Worlds of Wonder
September 15 - October 15, 2001
Worlds of Wonder
September 15 – October 15, 2001
Kaikodo Journal XX (Autumn 2001)
The ultimate “world of wonders” is undoubtedly the actual natural physical environment in which we live, but this is not to deny the great fascination of alternative worlds that have been created at various times by men and women of talent, ambition, and vision. The paintings and objects in the present exhibition were chosen for their intrinsic merits but also to illustrate the often overlapping realms of history, art-history, aesthetics, religion, and society, all of which constitute worlds of wonder in themselves as well as contributing to the content of others. It is hoped that “Worlds of Wonders” will inspire and elicit, in keeping with the theme, awe, astonishment or surprise but at the least admiration for or enjoyment of our current offerings.
Bronzes and ceramic tomb sculptures in particular were obvious additions, given their oftentimes awesome manifestations of worlds unseen by the physical eye, and among the objects and paintings are a good number which document extraordinary worlds of imagination, religion, and aesthetics and also the wondrous world of the past as embodied and revealed in- works of art.
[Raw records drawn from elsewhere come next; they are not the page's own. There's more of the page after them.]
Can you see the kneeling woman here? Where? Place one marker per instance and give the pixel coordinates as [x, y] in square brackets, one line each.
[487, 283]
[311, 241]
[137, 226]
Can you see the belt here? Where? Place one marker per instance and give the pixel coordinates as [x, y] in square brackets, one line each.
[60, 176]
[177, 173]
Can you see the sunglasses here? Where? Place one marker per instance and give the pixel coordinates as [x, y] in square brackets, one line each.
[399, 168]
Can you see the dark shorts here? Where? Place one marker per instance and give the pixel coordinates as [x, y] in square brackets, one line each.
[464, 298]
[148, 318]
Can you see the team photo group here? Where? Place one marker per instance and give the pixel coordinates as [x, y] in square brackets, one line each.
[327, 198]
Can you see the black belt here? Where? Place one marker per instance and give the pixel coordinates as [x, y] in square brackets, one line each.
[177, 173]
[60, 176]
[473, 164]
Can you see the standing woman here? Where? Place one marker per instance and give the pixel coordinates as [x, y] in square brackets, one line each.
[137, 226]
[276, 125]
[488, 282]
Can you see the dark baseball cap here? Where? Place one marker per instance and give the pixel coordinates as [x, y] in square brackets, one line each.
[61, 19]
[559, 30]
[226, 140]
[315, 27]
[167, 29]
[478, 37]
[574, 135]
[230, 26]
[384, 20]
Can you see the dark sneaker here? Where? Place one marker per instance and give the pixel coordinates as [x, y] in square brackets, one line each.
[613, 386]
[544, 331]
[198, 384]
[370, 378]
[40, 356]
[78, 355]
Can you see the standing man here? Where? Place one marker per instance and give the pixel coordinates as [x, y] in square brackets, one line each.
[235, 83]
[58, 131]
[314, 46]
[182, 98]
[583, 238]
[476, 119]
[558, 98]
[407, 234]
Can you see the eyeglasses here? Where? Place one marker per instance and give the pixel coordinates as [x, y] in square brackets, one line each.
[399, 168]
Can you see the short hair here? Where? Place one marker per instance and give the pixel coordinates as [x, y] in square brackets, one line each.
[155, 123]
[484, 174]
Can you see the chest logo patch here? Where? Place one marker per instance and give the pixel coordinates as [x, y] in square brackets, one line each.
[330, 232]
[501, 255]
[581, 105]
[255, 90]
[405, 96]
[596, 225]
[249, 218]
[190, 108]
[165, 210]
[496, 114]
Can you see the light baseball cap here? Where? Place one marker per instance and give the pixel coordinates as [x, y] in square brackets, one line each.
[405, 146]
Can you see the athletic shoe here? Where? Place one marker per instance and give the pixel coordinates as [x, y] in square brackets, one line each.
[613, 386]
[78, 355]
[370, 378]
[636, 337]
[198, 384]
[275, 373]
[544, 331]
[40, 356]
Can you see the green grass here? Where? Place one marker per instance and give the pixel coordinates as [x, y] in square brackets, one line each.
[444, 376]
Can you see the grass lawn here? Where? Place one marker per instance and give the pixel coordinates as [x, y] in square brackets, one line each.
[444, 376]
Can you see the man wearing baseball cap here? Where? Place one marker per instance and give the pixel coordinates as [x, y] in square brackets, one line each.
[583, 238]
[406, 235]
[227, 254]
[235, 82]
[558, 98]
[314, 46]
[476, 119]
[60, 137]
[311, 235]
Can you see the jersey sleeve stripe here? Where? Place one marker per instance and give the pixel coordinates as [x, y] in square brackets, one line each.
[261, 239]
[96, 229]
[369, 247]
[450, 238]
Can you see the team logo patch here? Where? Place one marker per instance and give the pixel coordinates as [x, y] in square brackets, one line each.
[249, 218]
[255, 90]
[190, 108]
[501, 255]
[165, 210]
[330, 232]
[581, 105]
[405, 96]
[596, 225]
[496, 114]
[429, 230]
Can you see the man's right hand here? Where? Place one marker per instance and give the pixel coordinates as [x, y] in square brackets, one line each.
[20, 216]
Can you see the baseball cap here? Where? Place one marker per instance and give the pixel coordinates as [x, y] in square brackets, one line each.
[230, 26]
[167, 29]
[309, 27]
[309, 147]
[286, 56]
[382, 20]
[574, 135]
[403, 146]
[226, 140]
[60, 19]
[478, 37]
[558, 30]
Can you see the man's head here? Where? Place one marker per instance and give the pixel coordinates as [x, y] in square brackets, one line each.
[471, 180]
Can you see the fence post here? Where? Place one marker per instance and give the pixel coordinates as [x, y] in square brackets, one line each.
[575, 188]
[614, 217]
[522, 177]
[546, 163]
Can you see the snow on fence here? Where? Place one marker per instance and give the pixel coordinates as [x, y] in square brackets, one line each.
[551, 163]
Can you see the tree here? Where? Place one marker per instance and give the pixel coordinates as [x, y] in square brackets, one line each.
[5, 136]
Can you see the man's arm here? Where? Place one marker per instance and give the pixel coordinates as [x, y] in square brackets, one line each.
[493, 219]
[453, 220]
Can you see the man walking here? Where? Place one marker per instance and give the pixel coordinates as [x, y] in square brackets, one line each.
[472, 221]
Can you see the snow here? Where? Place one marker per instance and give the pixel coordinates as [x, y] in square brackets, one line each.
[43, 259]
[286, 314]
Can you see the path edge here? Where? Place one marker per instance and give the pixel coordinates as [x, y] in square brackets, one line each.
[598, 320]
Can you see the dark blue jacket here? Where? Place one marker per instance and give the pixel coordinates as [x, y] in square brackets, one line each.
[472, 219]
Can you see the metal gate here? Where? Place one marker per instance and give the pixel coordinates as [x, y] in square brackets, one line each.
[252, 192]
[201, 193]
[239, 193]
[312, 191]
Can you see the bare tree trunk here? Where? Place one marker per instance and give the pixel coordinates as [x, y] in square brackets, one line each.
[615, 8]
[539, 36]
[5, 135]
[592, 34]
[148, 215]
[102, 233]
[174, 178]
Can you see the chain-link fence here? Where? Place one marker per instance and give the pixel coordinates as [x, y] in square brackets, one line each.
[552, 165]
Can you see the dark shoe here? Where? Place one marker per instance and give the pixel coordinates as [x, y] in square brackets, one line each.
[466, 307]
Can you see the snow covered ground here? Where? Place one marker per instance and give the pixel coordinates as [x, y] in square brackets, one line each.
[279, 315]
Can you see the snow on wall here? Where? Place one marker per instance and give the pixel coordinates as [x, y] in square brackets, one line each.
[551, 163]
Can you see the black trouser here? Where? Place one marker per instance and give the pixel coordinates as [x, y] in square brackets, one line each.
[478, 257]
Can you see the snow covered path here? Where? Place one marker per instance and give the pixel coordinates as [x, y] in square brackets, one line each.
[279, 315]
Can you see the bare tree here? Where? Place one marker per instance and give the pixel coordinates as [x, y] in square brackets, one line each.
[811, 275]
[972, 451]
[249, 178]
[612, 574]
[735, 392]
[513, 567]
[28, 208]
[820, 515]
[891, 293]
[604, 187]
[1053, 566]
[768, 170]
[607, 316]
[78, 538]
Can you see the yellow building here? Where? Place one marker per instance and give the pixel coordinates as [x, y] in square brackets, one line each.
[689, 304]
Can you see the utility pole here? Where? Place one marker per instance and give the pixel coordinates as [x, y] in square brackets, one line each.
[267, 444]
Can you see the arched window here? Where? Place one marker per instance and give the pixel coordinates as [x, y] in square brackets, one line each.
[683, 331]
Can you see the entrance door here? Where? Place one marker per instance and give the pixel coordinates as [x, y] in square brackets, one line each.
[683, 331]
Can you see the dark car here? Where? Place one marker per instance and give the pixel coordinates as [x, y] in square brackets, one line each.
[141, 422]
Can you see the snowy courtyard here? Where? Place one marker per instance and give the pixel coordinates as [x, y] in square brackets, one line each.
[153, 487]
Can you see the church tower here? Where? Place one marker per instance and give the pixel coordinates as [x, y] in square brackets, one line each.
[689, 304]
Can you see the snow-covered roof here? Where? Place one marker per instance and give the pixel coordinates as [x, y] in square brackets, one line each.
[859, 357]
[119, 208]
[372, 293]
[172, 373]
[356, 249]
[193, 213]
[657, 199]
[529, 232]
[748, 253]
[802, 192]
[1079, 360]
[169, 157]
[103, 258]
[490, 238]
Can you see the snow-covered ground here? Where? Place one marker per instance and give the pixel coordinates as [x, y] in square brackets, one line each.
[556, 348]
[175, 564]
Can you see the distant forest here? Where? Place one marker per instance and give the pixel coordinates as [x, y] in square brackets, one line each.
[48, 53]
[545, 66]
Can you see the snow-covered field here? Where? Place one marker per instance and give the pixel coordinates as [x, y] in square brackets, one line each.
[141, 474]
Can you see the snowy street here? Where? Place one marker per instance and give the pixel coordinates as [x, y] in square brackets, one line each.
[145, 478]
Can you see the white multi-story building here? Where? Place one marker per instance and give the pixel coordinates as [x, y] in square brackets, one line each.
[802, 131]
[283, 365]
The exhibition was filled with wonders ranging from a bronze funerary carriage of the Han dynasty with its guardian snakes and tigers and numerous dangling bells to a large ivory carving of the “Three Yangs”—three goats representing three blessings—formerly in the Percival David collection in London. The paintings were a stunning gathering of numerous formats, subjects and styles, too many of them easily categorized as highlights to allow. mention here.